Self-reward + RL training paradigm: Obviates the need for manual confidence annotations by leveraging internal model states as self-supervised signals. The two-stage SFT \(\rightarrow\) RL strategy elegantly decouples format learning from calibration optimization.
Natural language confidence expressions: More intuitive than numerical scores, naturally blending into the reasoning chain while facilitating downstream system processing (e.g., automatically steering away from low-confidence steps).

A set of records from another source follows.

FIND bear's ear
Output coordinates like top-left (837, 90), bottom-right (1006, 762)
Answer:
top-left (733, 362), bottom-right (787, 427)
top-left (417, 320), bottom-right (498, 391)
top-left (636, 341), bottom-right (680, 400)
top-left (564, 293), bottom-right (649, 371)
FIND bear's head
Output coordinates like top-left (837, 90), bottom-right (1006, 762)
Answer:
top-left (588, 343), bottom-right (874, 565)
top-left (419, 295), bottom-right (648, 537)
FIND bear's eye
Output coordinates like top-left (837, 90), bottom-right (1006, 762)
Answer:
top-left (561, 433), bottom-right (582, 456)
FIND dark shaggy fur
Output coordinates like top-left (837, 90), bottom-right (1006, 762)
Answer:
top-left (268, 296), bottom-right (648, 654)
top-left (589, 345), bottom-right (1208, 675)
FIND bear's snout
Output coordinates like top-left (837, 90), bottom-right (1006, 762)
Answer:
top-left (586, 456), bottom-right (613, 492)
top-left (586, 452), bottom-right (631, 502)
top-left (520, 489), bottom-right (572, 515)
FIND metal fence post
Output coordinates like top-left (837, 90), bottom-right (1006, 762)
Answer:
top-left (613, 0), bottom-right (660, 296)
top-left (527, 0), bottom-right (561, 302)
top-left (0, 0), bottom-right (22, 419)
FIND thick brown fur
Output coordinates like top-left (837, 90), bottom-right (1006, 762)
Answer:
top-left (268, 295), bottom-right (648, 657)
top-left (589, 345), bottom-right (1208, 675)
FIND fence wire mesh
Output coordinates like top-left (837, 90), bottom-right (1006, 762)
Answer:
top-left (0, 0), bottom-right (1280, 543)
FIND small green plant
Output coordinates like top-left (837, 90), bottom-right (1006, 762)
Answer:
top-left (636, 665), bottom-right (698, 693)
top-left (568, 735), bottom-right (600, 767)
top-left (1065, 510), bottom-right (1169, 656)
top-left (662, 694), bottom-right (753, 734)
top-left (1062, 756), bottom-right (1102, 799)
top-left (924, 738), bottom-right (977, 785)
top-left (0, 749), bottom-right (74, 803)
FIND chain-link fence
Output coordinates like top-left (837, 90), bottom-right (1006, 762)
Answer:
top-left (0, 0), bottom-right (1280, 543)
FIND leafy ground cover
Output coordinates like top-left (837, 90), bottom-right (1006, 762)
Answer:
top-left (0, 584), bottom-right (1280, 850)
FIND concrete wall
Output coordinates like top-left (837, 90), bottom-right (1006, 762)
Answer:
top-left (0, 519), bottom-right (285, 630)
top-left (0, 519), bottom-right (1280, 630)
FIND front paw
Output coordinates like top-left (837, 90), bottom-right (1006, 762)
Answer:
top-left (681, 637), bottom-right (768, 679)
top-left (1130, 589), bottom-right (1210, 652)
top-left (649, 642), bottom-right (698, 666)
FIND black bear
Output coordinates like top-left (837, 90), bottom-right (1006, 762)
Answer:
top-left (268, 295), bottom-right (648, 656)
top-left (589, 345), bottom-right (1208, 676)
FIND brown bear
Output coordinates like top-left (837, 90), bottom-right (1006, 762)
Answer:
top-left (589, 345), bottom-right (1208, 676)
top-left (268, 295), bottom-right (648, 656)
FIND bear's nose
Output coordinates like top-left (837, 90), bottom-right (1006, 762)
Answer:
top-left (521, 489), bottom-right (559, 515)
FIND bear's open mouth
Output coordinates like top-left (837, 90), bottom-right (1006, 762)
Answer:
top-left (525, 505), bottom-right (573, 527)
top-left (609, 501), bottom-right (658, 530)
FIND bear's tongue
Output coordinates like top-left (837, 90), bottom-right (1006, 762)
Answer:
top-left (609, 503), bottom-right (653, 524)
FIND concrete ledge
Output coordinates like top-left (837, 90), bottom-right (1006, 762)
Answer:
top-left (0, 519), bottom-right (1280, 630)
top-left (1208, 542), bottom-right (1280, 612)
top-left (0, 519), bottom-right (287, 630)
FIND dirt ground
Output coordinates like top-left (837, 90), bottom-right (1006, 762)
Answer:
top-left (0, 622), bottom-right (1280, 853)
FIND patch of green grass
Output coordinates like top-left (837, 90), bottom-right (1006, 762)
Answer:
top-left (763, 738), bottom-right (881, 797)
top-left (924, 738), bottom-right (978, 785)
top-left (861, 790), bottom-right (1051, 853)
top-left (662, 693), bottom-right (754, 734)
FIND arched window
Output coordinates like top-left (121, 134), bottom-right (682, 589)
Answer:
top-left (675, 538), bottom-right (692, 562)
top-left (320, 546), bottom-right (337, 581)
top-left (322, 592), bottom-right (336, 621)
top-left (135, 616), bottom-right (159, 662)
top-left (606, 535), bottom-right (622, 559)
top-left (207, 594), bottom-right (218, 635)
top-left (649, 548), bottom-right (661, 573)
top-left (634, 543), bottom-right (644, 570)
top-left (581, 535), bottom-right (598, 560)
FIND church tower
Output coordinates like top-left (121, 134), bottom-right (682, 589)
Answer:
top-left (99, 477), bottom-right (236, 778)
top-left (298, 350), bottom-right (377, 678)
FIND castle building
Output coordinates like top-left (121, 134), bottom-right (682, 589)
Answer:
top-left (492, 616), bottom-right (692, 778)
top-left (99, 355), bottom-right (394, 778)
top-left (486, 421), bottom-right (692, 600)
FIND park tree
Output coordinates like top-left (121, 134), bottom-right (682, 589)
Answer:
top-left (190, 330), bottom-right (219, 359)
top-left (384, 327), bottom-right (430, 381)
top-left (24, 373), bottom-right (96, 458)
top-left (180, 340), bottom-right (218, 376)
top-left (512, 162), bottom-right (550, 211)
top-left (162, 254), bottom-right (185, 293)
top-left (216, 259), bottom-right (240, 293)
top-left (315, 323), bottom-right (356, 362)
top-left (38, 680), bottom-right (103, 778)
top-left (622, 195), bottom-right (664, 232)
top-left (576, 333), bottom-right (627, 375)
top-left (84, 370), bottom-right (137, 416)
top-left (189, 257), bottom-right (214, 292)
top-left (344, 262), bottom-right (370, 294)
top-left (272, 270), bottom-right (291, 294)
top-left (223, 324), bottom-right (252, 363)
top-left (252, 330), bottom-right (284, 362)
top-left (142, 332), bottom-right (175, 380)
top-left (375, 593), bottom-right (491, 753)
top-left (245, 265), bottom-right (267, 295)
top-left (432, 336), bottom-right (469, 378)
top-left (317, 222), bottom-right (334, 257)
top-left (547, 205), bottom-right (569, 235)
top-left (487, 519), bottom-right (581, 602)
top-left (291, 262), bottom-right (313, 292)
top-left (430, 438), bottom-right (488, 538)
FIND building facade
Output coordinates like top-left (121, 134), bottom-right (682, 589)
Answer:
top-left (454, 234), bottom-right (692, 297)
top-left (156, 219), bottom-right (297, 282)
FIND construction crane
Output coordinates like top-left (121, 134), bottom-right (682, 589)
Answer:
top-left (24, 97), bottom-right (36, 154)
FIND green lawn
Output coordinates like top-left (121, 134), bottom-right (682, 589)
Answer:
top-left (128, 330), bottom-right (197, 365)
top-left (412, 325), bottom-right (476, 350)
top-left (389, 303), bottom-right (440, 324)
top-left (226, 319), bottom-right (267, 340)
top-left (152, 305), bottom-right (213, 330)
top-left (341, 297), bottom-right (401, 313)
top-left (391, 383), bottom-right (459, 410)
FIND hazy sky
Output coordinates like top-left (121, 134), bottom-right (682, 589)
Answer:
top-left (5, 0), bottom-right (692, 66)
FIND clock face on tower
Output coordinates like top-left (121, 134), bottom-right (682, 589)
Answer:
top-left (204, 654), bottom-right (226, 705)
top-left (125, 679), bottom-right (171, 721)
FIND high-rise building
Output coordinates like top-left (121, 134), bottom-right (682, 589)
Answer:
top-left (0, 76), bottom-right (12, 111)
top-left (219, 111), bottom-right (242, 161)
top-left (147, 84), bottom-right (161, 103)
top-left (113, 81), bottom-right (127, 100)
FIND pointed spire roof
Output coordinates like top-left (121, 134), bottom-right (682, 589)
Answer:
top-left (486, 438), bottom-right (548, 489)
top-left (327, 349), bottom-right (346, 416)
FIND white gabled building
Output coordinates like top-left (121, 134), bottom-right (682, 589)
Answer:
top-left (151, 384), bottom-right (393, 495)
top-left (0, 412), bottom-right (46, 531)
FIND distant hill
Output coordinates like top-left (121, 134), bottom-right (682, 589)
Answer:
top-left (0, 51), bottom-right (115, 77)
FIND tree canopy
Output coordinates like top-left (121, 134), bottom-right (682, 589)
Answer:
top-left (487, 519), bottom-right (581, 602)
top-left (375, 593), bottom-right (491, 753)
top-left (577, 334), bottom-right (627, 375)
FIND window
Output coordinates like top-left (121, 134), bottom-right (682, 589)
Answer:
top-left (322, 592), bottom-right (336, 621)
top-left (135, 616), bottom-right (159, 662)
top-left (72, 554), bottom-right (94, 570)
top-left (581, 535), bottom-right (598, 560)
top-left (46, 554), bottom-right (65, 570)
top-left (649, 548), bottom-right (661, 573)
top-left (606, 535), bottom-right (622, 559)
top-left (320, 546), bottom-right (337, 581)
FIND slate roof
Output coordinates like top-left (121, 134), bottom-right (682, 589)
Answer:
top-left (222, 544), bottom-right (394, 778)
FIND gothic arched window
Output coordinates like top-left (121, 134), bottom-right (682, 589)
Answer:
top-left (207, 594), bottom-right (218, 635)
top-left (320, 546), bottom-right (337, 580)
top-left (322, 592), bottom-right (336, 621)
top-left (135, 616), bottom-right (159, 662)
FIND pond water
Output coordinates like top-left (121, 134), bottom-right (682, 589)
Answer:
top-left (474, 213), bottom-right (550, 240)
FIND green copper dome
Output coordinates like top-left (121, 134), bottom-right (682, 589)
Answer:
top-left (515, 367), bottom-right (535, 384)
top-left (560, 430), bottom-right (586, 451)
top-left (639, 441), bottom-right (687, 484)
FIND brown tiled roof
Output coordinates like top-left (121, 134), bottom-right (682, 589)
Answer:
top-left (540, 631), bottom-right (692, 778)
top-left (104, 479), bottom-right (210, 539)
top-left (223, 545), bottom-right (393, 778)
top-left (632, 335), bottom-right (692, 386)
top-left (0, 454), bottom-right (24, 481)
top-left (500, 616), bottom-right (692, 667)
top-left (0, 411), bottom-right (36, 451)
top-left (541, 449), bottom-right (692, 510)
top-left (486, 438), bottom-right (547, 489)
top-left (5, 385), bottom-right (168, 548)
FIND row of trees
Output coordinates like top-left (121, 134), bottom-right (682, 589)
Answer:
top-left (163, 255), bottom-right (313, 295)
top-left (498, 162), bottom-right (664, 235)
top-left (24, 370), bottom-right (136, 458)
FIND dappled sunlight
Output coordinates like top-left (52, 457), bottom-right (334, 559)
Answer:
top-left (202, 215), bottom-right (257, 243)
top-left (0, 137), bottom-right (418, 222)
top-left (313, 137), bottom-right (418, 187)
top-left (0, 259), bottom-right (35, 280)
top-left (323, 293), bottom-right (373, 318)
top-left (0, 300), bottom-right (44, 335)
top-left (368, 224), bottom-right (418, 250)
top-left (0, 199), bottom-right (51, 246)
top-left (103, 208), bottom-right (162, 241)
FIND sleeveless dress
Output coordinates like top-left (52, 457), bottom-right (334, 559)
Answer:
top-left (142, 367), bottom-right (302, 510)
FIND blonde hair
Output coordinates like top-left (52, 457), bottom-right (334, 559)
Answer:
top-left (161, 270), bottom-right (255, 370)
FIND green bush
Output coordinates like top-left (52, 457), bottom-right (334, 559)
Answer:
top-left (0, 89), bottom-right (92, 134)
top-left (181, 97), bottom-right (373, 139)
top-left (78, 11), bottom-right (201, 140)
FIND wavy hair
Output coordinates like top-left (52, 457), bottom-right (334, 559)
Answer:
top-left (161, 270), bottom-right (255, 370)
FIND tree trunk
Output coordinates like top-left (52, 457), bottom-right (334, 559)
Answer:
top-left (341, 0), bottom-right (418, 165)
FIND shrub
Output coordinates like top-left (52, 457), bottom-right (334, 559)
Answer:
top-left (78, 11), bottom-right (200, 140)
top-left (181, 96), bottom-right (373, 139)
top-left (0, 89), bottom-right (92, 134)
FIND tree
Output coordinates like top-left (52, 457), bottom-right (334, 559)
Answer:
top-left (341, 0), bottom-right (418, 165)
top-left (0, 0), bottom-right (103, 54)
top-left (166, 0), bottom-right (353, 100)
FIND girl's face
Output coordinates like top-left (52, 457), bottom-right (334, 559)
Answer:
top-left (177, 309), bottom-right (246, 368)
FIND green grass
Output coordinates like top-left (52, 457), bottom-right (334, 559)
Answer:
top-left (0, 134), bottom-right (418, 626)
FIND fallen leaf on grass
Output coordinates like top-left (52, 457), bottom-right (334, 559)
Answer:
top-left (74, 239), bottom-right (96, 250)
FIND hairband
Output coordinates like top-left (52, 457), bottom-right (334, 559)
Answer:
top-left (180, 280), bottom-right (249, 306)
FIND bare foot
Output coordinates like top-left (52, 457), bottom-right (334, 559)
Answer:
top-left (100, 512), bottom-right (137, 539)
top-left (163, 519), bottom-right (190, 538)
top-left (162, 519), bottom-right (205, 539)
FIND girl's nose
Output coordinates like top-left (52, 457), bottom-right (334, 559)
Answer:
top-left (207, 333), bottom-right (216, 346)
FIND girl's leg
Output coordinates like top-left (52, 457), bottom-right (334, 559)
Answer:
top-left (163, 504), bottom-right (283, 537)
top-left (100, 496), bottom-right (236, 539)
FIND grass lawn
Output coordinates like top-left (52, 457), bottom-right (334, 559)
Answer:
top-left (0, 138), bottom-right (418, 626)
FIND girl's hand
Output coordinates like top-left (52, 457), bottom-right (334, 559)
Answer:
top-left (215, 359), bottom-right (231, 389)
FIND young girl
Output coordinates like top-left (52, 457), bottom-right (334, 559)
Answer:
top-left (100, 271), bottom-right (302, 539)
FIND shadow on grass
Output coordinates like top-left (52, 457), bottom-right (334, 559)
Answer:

Limitations & Future Work¶

Dependency on reference reasoning chains: The knowledge accuracy reward requires labeled reference reasoning chains, which are expensive to acquire.
Adequacy of 5-level confidence granularity: Finer granularity might provide more precise calibration but also increases mapping complexity.
Lack of detail on self-correction trigger mechanism: The paper mentions that low confidence can trigger self-correction, but the implementation strategy for this correction is not fully elaborated.
Evaluated only on VQA tasks: Performance on more complex multimodal reasoning tasks (e.g., visual planning, multi-step mathematical reasoning) remains to be verified.

vs SaySelf: SaySelf also trains models to express confidence, but only at the overall answer level. MMBoundary elevates this to the step level, resolving the issue of hallucination propagation.
vs Sampling-based confidence approaches: Although observing consistency across multiple samples is intuitive, it incurs heavy computational costs and cannot locate specific steps. MMBoundary relies on internal states for a single-pass estimation, which is far more efficient.
vs Verbalized Confidence: Simply prompting the model to state its confidence is easily deceived by superficial calibration. MMBoundary truly aligns knowledge with confidence via RL.

Rating¶

Novelty: ⭐⭐⭐⭐⭐ Step-level confidence calibration is an important new direction. The entire framework, integrating multi-source signals, SFT, and RL, is elegantly designed.
Experimental Thoroughness: ⭐⭐⭐⭐ Evaluated on three datasets with various metrics and ablation analyses, though it lacks verification on more comprehensive multimodal reasoning benchmarks.
Writing Quality: ⭐⭐⭐⭐ The motivation is clear, the method description is systematic, and the paper is rich in mathematical formulations and charts.
Value: ⭐⭐⭐⭐⭐ Addresses the core reliability issue of MLLMs. Step-level confidence is highly significant for AI safety and human-AI collaboration.